I did some fiddling with GCC.
Code:
// for ( i = 0 ; i < 10 ; i++ ) a[i] = 0;
cmpl $9, -12(%ebp) // compare(9, i)
jle L18 // if <= goto L18
jmp L16 // goto L16
L18:
movl -12(%ebp), %eax // %eax = i
movl $0, -72(%ebp,%eax,4) // a[i] = 0
leal -12(%ebp), %eax // %eax = &i
incl (%eax) // i++
jmp L15 // goto L15
Code:
// for ( p = a ; p != end ; p++ ) *p = 0;
movl -76(%ebp), %eax // %eax = p
cmpl -80(%ebp), %eax // compare(end, p)
jne L22 // if != goto L22
jmp L14 // goto L14
L22:
movl -76(%ebp), %eax // %eax = p
movl $0, (%eax) // *p = 0
leal -76(%ebp), %eax // %eax = &p
addl $4, (%eax) // p++ (pointer arithmitic)
jmp L19 // goto L19
Optimisation (-O2) makes a big difference.
Code:
// for ( i = 0 ; i < 10 ; i++ ) a[i] = 0;
L28:
movl $0, -56(%ebp,%eax,4) // *(a + i) = 0
incl %eax // i++
cmpl $9, %eax // compare(9, i)
jle L28 // if <= goto L28
Code:
// for ( p = a ; p != end ; p++ ) *p = 0;
L33:
movl $0, (%eax) // *p=0
addl $4, %eax // p++
cmpl %edx, %eax // compare(end, p)
jne L33 // if != goto L33
There is definitely an additional add in there for the index subscripting, but whether there is a difference in clock cycles, someone else will have to tell.
And finally the original example:
Code:
void test3(void)
{
int i;
unsigned char dest[10], source[10];
unsigned char maskbyte = 5;
for ( i = 0; i < 10 ; i++ )
{
dest[i] = (source[i] & maskbyte)+(dest[i] & ~maskbyte);
}
}
Here is the optimised assembly:
Code:
movb -24(%ebp,%ecx), %dl // %dl = dest[i]
movb -40(%ebp,%ecx), %al // %al = source[i]
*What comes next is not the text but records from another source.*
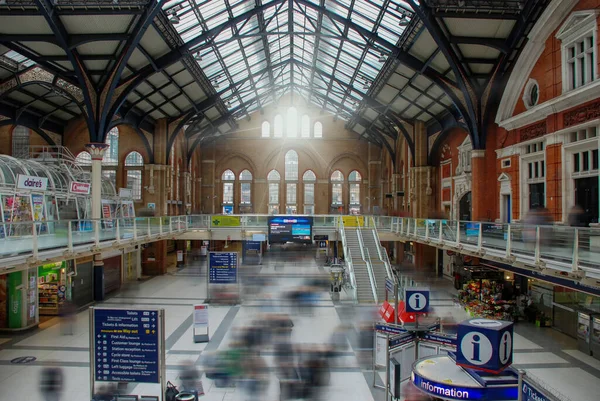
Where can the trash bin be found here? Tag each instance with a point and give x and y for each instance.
(186, 396)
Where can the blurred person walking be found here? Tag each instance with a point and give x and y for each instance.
(51, 383)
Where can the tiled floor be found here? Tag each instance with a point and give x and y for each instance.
(545, 353)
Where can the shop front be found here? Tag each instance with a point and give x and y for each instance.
(18, 300)
(82, 282)
(486, 293)
(52, 288)
(112, 271)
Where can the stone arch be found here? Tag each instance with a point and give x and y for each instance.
(358, 164)
(316, 166)
(37, 130)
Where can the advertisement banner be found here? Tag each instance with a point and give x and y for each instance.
(32, 183)
(15, 303)
(353, 221)
(81, 188)
(225, 221)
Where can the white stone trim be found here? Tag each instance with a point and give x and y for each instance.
(477, 153)
(505, 189)
(560, 103)
(578, 25)
(526, 98)
(550, 19)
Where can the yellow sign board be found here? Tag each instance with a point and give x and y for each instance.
(225, 221)
(353, 221)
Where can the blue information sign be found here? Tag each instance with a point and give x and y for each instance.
(417, 299)
(454, 392)
(126, 345)
(530, 393)
(222, 268)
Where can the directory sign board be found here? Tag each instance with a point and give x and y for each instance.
(417, 299)
(127, 345)
(290, 229)
(222, 267)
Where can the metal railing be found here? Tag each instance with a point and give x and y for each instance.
(571, 249)
(367, 259)
(565, 249)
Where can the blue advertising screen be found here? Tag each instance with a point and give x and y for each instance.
(126, 345)
(222, 268)
(290, 229)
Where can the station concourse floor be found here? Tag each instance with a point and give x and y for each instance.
(549, 355)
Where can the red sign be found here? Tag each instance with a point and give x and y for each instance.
(80, 188)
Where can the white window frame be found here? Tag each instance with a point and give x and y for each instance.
(578, 26)
(525, 181)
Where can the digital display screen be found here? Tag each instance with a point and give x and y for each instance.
(290, 229)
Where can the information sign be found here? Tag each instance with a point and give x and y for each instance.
(222, 268)
(417, 299)
(389, 285)
(126, 345)
(390, 329)
(531, 393)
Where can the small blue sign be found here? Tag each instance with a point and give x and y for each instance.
(452, 392)
(384, 328)
(389, 285)
(417, 300)
(402, 339)
(222, 268)
(530, 393)
(126, 346)
(485, 344)
(446, 339)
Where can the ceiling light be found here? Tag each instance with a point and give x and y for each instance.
(174, 19)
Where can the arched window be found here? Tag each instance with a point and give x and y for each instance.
(84, 159)
(228, 178)
(291, 166)
(273, 177)
(134, 164)
(278, 126)
(110, 161)
(318, 133)
(337, 178)
(246, 187)
(305, 126)
(309, 178)
(354, 179)
(292, 123)
(266, 129)
(20, 142)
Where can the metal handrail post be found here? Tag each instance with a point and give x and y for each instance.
(508, 242)
(576, 250)
(34, 242)
(537, 244)
(69, 236)
(97, 231)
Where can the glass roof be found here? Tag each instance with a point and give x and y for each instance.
(271, 49)
(22, 61)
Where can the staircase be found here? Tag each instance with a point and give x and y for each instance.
(364, 290)
(378, 265)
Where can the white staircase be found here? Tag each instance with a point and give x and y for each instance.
(364, 289)
(373, 250)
andl $5, %eax // %eax = %eax & maskbyte
// %eax = source[i] & maskbyte
// Note: %al is the low byte of %eax
andl $-6, %edx // %edx = %edx & ~maskbyte
// %edx = dest[i] & ~maskbyte
// Note: %dl is the low byte of %edx
addl %edx, %eax // %eax = %eax + %edx
// (source[i] & maskbyte)+(dest[i] & ~maskbyte)
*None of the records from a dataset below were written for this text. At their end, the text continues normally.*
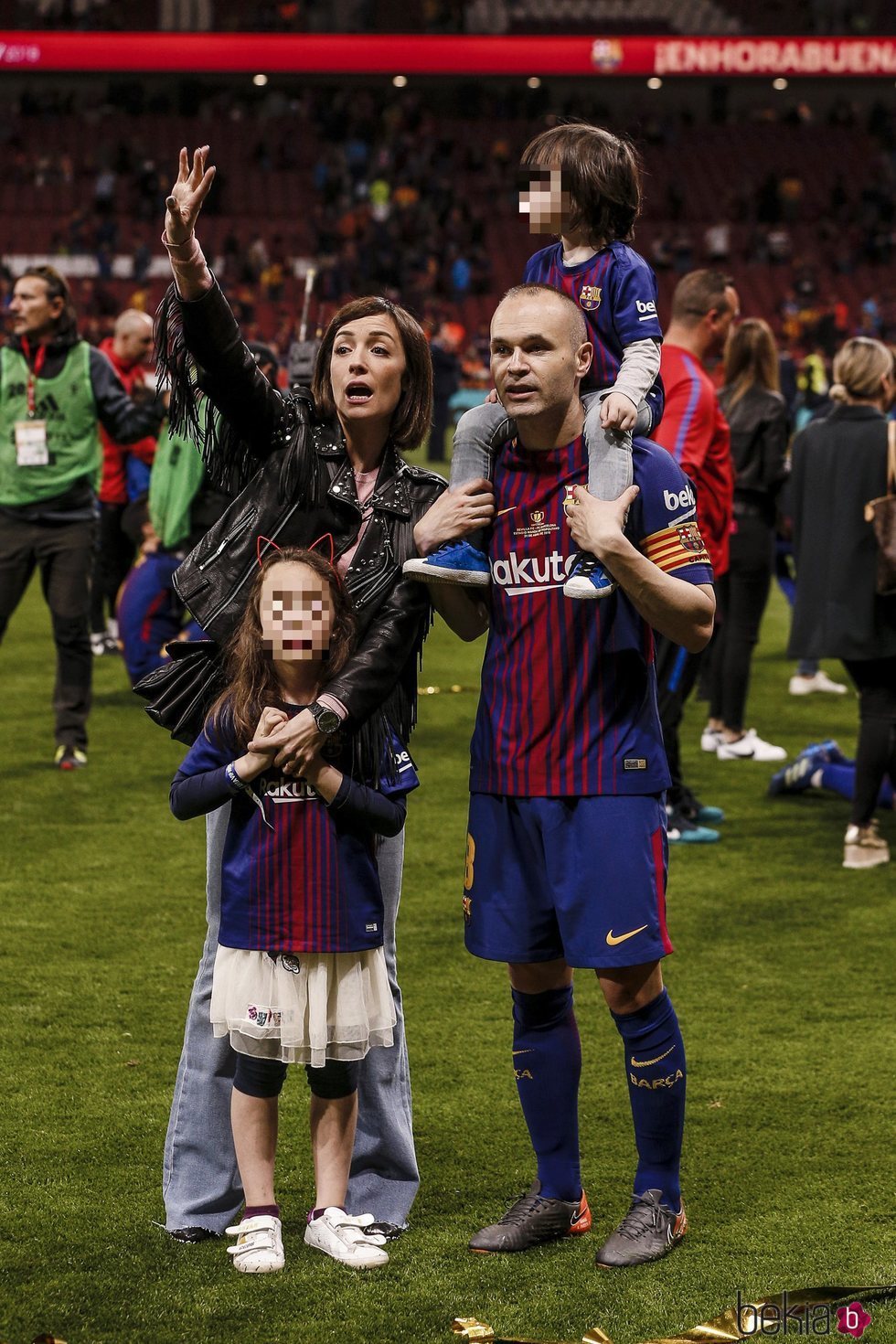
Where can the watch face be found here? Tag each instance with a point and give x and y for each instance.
(328, 720)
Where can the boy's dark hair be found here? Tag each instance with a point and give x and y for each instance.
(602, 174)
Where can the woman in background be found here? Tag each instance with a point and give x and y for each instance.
(838, 464)
(759, 432)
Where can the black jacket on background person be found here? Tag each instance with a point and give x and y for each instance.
(837, 465)
(759, 426)
(293, 484)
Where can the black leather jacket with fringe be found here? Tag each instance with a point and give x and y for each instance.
(293, 484)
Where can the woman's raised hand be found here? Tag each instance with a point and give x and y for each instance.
(187, 195)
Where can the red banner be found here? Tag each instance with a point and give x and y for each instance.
(407, 54)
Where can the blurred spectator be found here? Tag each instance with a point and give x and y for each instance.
(759, 423)
(838, 464)
(50, 461)
(128, 351)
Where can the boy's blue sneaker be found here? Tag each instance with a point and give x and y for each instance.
(695, 811)
(797, 777)
(681, 831)
(589, 580)
(827, 752)
(457, 562)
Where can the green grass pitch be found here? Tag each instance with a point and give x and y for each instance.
(782, 980)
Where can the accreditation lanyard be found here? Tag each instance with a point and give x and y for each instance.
(34, 372)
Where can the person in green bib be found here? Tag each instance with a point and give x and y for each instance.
(54, 391)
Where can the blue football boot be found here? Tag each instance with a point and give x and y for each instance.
(589, 580)
(455, 562)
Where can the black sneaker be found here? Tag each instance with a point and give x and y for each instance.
(532, 1221)
(70, 758)
(646, 1232)
(191, 1235)
(387, 1232)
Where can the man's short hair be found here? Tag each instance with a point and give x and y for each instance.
(698, 293)
(131, 320)
(578, 326)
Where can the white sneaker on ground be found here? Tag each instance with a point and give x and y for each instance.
(817, 682)
(750, 748)
(260, 1244)
(341, 1237)
(864, 848)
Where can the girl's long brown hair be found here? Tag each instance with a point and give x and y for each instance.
(251, 679)
(752, 360)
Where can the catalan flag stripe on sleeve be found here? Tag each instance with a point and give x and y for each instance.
(676, 546)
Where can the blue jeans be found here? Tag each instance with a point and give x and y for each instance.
(200, 1180)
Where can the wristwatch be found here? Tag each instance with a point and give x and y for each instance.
(326, 720)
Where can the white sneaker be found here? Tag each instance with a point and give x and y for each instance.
(817, 682)
(260, 1244)
(750, 748)
(341, 1237)
(864, 848)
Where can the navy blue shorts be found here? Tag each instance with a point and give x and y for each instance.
(577, 878)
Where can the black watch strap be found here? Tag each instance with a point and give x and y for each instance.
(326, 720)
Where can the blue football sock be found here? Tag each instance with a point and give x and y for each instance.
(656, 1072)
(547, 1063)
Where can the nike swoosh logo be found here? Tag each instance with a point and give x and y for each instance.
(613, 941)
(645, 1063)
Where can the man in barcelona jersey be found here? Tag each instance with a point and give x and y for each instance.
(566, 862)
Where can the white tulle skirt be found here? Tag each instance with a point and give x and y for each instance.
(304, 1008)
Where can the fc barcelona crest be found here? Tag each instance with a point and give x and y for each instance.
(689, 538)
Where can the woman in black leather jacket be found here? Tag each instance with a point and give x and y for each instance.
(301, 466)
(306, 465)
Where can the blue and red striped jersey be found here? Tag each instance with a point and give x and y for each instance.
(617, 293)
(569, 702)
(295, 874)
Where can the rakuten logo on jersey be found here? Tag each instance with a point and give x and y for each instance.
(531, 574)
(686, 499)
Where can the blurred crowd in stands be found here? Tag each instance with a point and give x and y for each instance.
(455, 16)
(414, 194)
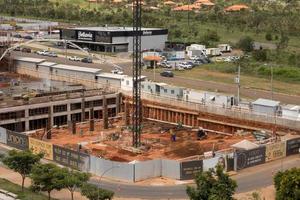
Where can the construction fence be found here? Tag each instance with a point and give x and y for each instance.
(142, 170)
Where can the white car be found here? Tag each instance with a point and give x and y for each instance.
(117, 71)
(43, 52)
(74, 58)
(194, 57)
(185, 66)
movb %al, -24(%ebp,%ecx) // dest[i] = %al
// Note: %al is the low byte of %eax
incl %ecx // i++
cmpl $9, %ecx // compare(9, i)
jle L43 // if <= goto L43
I'm not sure if that settles any arguments, but it taught me a bit more about reading assembly.